Entscheidungsgründe:

Die Berufungen sind zulässig, aber unbegründet.

Die Urteile des Sozialgerichts Frankfurt am Main vom 25. Februar 2008 und 2. September 2009 sind nicht zu beanstanden. Die Kläger haben keinen Anspruch auf Übernahme der tatsächlichen Unterkunftskosten im streitigen Zeitraum.

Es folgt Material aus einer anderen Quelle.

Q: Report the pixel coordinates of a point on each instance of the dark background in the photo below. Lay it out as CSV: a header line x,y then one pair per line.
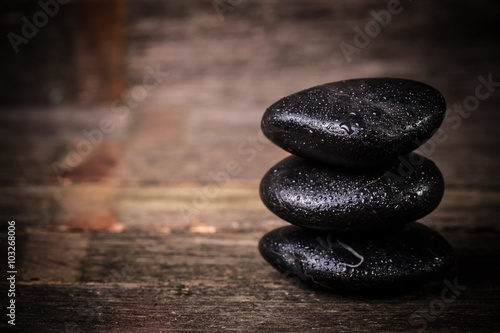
x,y
139,235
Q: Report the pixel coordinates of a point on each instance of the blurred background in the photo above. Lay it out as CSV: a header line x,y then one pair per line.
x,y
130,116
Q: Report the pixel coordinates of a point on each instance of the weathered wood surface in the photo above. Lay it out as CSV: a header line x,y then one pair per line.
x,y
137,238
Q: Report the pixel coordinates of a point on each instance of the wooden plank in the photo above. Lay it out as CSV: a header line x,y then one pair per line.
x,y
216,283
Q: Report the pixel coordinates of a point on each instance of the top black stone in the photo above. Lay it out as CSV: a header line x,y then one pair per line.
x,y
356,123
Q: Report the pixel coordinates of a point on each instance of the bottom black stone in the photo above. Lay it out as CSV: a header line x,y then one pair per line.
x,y
398,259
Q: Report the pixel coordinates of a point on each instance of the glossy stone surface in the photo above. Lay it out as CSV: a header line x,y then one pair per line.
x,y
387,260
320,196
355,123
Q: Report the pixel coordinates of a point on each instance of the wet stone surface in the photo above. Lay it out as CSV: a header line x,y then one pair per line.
x,y
321,196
355,123
384,261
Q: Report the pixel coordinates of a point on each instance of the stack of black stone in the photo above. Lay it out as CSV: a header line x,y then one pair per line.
x,y
353,188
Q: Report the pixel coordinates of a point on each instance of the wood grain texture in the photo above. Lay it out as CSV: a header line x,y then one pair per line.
x,y
185,258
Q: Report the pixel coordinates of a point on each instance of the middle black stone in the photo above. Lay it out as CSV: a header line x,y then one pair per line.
x,y
320,196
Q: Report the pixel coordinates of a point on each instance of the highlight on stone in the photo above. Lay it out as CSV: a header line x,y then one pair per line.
x,y
353,188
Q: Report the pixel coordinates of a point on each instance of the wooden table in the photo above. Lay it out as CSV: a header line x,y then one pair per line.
x,y
148,233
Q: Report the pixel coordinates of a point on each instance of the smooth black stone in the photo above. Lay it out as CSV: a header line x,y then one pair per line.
x,y
321,196
356,123
389,260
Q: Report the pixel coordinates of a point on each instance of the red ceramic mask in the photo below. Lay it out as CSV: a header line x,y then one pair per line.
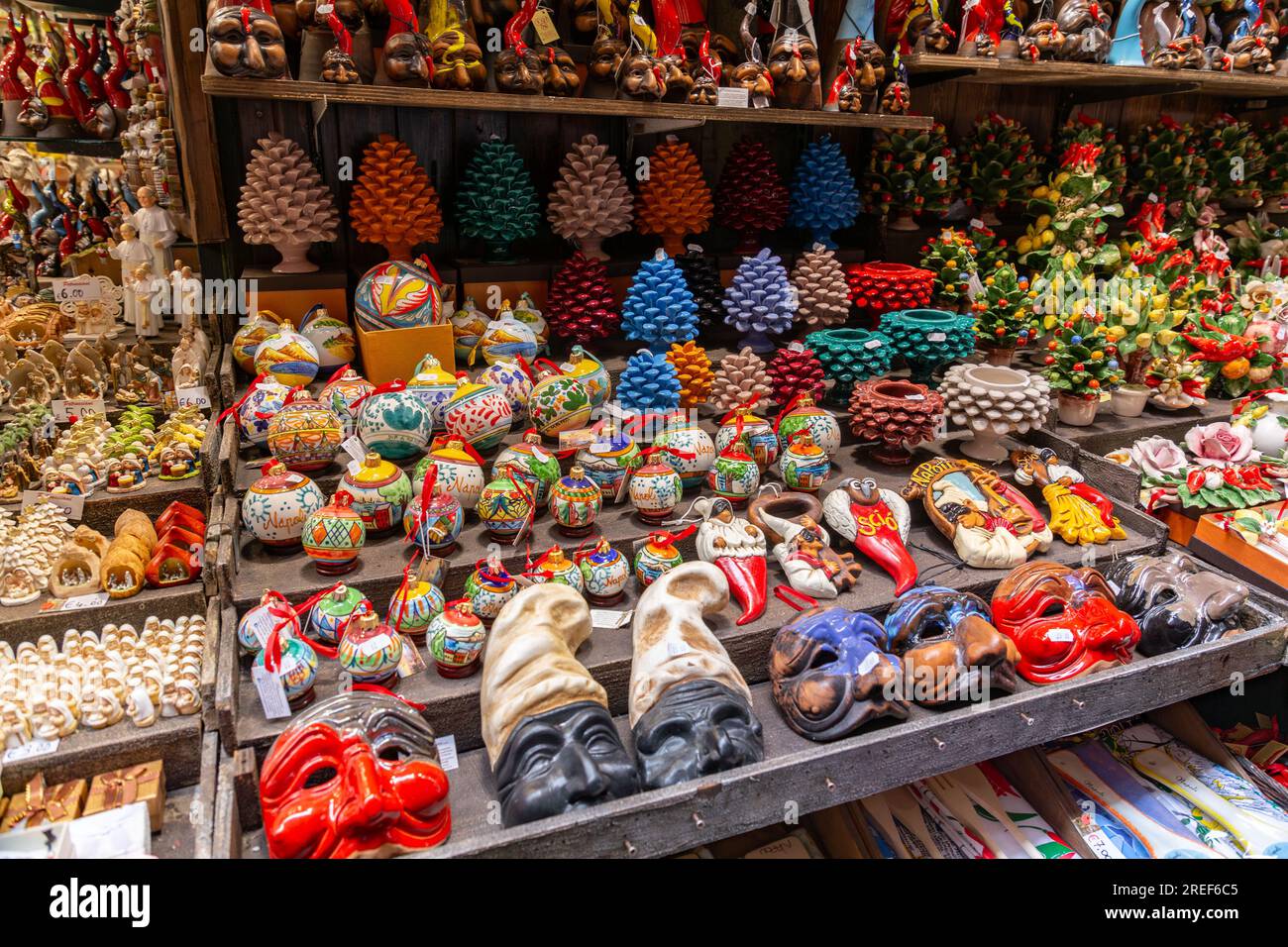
x,y
1063,621
356,776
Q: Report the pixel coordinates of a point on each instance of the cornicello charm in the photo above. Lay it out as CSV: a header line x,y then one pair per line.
x,y
604,574
378,492
575,501
456,639
370,650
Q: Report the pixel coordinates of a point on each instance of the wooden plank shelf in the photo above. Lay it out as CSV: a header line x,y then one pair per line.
x,y
326,93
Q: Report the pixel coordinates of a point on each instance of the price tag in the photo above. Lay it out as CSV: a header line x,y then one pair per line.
x,y
30,750
72,505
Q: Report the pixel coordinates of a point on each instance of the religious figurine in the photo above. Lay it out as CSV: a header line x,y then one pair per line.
x,y
690,706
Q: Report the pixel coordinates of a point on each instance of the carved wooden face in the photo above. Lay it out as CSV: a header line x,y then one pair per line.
x,y
246,42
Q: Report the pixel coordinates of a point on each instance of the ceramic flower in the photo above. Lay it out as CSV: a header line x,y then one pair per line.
x,y
1157,457
1222,442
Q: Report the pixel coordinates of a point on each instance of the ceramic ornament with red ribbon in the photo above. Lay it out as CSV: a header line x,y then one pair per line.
x,y
876,522
738,549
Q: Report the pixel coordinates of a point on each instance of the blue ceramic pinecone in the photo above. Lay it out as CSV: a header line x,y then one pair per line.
x,y
648,384
824,196
658,307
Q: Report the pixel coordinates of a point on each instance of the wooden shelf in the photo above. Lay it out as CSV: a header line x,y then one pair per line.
x,y
224,86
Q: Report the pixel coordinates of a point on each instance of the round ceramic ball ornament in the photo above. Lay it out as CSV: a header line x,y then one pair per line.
x,y
393,423
398,294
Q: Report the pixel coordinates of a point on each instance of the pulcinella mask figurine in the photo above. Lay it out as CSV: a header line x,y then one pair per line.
x,y
1175,603
246,40
1063,621
829,676
691,709
549,736
356,776
948,646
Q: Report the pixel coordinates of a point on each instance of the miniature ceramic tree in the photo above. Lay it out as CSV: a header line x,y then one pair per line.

Soweit der Zeitraum September 2006 bis Februar 2007 betroffen ist, sind die Klagen gegen die Bescheide vom 2. Oktober 2006 und 6. Oktober 2006 i.d.G. des Widerspruchsbescheides vom 20. Dezember 2006 (Zeitraum 1. Oktober 2006 – 28. Februar 2007), vom 6. Dezember 2006 i.d.G. des Widerspruchsbescheides vom 20. April 2007 (Zeitraum 1. November 2006 – 28. Februar 2007), vom 24. Januar 2007 i.d.G. des Widerspruchsbescheides vom 25. April 2007 (Zeitraum 1. Dezember 2006 – 28. Februar 2007) und vom 19. April 2007 i.d.G. des Widerspruchsbescheides vom 20. Juli 2007 (Zeitraum 1. Januar 2007 – 28. Februar 2007) unzulässig. Die Bescheide sind nach § 96 Sozialgerichtsgesetz (SGG) Gegenstand des Verfahrens S 5/58 AS 1059/06 vor dem Sozialgericht Frankfurt am Main geworden, über das noch nicht entschieden ist. Dieses Verfahren betrifft den Bescheid vom 21. August 2006 i.d.G. des Widerspruchsbescheides vom 20. Oktober 2006 und umfasst den Zeitraum 1. September 2006 – 28. Februar 2007. Die oben genannten nachfolgenden Bescheide betreffen diesen Zeitraum. Über ihre Rechtmäßigkeit ist in dem noch anhängigen Verfahren zu entscheiden.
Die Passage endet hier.